Mr Walsh said he found it incomprehensible that some, while advocating a Yes vote, were, at the same time, threatening that farmers might vote No unless they received assistance from the Government.
"In so doing, they run the danger of giving a confused message to their members, and, therefore, of endangering their members' own interests.
"Certainly, farmers have experienced both market and weather difficulties this year which are adversely affecting incomes.
"But there is no connection between these difficulties and the Nice Treaty and to make such a connection, however tenuous, carries enormous risks."
The Minister for Defence insisted that the Nice Treaty would not endanger Ireland's traditional policy of neutrality. Mr Smith said the Seville European Council declarations clarified that.
"It is now time to move on to the real issues at stake in the ratification of the Nice Treaty: enlargement and maintaining Ireland's position in Europe, which is crucial to our social and economic well-being."
He said the proposed amendment, if approved by the people, would also have the effect of preventing the State from adopting a decision taken by the European Council on the establishment of a common defence where it would include the State.

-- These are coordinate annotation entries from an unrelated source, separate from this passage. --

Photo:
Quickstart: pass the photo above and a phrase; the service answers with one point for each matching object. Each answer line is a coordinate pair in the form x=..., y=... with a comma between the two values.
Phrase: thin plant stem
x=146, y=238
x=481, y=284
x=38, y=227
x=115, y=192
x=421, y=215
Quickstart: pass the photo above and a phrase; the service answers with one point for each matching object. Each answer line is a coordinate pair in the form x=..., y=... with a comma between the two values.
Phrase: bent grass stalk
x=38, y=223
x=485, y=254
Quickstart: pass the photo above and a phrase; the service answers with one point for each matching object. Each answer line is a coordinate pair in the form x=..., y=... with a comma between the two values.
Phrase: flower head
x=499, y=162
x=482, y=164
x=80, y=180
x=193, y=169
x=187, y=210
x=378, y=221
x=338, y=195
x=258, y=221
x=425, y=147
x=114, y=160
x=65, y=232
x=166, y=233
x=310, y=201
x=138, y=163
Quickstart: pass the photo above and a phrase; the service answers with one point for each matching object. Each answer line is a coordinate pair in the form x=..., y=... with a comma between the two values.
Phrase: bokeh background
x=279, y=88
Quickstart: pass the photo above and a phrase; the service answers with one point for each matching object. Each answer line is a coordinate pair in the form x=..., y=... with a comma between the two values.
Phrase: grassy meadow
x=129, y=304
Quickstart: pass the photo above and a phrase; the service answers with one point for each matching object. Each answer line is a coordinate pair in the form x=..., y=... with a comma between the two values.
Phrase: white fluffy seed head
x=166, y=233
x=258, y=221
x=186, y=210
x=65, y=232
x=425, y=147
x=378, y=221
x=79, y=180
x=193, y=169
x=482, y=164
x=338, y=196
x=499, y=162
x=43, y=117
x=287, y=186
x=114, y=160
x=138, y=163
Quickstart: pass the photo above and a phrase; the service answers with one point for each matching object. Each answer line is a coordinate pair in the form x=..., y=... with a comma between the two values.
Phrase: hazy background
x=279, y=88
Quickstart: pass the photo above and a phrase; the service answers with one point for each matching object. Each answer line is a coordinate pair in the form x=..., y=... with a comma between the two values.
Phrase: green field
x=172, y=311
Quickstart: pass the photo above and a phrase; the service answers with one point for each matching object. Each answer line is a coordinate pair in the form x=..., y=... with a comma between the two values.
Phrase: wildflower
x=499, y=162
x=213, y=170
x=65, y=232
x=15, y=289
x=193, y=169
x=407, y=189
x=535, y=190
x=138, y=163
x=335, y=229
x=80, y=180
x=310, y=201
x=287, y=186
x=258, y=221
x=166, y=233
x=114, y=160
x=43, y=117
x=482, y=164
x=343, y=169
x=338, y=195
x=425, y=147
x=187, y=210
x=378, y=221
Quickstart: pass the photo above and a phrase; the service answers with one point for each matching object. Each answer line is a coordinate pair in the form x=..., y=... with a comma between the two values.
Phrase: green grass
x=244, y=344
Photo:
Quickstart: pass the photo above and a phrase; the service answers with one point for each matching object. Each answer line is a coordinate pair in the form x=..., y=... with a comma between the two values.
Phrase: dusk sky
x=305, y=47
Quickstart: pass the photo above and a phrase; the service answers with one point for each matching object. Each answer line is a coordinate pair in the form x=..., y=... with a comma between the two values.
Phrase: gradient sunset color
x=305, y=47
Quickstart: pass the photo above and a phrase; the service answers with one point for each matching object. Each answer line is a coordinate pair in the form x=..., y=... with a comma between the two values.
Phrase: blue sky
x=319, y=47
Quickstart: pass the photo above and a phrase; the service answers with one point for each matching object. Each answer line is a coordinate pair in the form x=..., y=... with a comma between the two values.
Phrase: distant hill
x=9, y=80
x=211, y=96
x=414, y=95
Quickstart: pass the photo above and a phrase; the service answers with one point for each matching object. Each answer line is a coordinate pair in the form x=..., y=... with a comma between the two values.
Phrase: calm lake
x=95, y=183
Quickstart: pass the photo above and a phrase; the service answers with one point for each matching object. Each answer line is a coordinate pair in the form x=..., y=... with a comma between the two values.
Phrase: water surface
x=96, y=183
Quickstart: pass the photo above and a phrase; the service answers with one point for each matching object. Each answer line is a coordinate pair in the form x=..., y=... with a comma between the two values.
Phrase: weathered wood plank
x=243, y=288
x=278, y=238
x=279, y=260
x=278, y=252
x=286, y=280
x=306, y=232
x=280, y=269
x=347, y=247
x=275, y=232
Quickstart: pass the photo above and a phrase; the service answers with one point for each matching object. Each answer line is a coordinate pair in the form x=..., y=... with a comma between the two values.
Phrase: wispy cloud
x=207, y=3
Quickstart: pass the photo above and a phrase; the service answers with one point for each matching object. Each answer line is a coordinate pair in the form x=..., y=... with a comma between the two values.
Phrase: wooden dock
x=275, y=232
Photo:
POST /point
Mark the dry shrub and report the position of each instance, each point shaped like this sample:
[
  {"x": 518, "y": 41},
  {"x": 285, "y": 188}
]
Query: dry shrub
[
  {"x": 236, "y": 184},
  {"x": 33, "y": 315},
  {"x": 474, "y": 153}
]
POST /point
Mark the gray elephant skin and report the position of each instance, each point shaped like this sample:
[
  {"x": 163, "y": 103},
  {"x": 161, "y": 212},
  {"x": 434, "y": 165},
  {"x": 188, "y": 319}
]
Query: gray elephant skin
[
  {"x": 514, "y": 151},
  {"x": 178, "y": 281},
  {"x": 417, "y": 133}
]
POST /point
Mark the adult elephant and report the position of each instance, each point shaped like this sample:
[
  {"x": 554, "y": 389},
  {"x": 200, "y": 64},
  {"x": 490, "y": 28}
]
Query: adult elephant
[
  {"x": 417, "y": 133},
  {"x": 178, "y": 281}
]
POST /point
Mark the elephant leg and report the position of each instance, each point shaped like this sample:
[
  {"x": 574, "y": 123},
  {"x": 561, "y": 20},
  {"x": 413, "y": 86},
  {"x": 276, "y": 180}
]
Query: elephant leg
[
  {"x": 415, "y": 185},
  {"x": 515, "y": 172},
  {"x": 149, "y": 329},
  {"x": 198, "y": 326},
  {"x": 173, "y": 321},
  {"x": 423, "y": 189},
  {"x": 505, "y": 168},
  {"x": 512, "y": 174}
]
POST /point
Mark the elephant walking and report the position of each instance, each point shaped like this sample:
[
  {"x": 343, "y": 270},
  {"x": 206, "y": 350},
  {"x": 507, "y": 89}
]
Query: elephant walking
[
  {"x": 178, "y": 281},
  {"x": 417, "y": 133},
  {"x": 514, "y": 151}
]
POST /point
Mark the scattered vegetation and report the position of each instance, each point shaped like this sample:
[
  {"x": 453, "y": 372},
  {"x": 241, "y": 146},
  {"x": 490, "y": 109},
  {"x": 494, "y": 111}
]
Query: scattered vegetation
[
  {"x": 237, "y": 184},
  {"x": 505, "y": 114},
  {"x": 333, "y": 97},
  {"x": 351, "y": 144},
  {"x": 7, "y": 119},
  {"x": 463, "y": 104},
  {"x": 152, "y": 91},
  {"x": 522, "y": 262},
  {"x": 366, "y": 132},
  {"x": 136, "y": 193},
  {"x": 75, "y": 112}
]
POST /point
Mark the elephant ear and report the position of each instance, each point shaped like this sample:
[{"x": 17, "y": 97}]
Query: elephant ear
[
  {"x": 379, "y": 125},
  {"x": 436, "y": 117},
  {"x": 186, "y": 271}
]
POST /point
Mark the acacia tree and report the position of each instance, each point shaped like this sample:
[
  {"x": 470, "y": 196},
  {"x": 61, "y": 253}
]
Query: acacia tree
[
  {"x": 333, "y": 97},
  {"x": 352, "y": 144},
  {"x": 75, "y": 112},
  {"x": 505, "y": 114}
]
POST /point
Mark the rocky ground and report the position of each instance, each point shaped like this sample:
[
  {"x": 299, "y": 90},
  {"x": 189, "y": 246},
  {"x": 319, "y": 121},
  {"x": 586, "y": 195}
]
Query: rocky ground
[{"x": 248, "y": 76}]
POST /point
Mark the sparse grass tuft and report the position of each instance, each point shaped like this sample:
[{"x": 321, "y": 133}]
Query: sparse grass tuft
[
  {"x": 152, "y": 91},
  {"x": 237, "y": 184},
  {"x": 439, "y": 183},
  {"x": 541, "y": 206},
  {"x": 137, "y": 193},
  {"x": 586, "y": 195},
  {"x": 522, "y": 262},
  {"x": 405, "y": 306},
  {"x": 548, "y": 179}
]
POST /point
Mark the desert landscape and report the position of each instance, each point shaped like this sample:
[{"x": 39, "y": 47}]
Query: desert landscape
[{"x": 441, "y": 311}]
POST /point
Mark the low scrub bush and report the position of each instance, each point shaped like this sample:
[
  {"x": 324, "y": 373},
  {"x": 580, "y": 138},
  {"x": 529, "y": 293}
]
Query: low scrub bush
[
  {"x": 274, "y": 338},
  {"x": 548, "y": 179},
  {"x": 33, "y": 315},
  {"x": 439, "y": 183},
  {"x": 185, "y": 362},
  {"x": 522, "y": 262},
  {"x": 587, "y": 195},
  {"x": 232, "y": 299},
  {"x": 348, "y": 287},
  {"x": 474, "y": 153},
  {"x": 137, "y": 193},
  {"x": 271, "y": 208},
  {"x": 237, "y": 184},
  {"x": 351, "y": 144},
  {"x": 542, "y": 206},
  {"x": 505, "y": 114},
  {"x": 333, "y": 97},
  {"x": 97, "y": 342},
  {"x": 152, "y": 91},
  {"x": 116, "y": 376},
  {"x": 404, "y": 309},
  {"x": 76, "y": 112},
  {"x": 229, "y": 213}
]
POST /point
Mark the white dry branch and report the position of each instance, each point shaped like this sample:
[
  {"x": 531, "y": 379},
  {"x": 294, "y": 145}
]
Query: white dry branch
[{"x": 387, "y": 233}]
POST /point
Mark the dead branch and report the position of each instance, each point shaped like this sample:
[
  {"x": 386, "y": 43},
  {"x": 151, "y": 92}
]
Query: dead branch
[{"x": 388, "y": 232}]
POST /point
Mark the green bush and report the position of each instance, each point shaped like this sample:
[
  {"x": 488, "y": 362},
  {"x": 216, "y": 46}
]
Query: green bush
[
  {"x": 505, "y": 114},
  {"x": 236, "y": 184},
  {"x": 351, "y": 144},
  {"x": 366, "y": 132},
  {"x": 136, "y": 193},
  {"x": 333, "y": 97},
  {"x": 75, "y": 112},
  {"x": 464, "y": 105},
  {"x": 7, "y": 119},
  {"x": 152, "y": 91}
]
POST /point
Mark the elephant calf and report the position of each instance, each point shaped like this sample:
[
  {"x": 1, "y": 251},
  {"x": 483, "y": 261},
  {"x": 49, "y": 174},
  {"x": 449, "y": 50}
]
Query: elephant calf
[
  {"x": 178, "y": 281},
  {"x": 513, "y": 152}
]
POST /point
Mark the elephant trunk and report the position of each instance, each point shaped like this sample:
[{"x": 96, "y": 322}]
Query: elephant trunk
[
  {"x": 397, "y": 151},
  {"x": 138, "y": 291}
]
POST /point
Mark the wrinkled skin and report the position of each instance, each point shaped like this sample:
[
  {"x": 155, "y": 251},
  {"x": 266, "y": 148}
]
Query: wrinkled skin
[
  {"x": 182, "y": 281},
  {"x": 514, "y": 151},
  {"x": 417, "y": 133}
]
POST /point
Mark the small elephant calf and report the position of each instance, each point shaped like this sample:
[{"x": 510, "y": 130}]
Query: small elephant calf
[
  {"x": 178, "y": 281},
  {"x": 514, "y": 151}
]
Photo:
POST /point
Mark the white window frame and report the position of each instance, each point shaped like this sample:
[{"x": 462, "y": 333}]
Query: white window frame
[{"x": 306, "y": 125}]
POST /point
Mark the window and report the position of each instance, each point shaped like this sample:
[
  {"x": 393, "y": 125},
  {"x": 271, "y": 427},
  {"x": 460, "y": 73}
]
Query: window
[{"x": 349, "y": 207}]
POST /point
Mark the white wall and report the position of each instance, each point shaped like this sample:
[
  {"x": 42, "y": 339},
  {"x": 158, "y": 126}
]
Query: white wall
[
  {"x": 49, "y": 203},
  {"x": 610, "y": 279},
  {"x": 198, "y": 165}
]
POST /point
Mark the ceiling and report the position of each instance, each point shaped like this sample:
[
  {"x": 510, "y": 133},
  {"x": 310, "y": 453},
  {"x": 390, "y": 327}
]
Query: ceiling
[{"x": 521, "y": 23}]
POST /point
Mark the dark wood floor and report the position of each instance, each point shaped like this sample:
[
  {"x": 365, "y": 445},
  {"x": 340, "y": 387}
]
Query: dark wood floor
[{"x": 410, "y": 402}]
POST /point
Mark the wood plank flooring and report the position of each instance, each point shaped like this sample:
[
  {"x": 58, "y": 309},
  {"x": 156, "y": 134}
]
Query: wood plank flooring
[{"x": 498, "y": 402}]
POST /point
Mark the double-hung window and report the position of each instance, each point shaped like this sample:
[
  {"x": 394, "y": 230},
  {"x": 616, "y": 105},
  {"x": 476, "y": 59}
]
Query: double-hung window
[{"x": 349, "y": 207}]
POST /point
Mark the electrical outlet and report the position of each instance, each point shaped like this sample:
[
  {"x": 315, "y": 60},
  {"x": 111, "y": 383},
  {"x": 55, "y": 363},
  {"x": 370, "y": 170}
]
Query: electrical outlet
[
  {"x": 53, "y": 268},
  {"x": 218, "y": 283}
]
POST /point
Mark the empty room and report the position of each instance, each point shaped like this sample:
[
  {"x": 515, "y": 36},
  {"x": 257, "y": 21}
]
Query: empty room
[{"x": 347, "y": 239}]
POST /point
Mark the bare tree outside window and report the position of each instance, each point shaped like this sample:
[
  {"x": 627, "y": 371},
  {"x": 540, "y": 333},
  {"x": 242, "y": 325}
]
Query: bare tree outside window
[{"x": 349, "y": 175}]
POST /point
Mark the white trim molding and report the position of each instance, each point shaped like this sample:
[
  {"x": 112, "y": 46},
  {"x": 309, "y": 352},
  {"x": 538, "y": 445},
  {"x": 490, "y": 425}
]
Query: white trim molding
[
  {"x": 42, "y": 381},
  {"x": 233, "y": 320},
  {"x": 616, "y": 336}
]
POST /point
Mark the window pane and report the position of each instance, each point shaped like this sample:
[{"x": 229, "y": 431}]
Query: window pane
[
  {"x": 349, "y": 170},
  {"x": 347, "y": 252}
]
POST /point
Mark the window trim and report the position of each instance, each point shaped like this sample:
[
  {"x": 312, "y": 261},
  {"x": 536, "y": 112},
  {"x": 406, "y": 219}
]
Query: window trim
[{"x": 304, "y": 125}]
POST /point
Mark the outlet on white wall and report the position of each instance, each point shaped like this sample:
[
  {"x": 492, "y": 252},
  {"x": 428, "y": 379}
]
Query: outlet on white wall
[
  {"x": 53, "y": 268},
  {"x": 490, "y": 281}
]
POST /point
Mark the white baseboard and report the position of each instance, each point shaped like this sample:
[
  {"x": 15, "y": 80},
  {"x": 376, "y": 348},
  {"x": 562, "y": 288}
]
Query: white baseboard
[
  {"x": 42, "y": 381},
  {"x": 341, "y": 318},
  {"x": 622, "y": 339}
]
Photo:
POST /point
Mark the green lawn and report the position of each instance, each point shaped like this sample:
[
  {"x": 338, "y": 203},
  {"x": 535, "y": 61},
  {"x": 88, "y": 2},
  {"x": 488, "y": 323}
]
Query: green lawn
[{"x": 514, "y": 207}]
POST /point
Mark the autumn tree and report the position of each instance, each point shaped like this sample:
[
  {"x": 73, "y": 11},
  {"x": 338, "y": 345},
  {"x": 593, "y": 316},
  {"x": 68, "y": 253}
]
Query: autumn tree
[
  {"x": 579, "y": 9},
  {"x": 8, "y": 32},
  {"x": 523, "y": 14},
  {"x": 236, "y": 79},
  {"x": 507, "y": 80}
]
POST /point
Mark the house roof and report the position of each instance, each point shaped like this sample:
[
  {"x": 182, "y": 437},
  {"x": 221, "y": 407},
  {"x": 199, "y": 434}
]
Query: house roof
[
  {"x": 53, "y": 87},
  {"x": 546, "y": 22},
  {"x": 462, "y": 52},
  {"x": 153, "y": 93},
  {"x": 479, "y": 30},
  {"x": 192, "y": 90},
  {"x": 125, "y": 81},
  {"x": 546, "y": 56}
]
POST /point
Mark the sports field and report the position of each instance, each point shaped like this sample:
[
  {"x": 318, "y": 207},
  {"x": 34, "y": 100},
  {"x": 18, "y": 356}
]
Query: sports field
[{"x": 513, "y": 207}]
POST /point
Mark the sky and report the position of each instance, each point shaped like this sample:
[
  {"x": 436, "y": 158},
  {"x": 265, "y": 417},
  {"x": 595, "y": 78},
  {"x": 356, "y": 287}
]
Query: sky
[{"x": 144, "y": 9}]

The Minister for the Environment, Mr Cullen, said the Green Party was calling for the Nice Treaty to be opposed again, despite the acknowledgement by the European Green movement that speeding up the enlargement "is particularly important".
The Minister for Communications, Marine & Natural Resources, Mr Ahern, said that in 1972 Ireland landed just 85,500 tonnes of fish.
Today, it was landing in the region of 320,600 tonnes, an increase of 235 tonnes, or 275 per cent, because of access to the free-market due to the EU.
In his maiden speech, Mr Noel Grealish (PD, Galway West) said the accession countries mirrored the Ireland of the late 1950s, when it was acknowledged that the State's protection of the economy had failed miserably.
The courageous decision was made then to change policy, create the IDA and pave the way for foreign investment and the success the Republic enjoyed today.
Irish people would never have it on their conscience that they denied these countries the opportunities the EU offered them.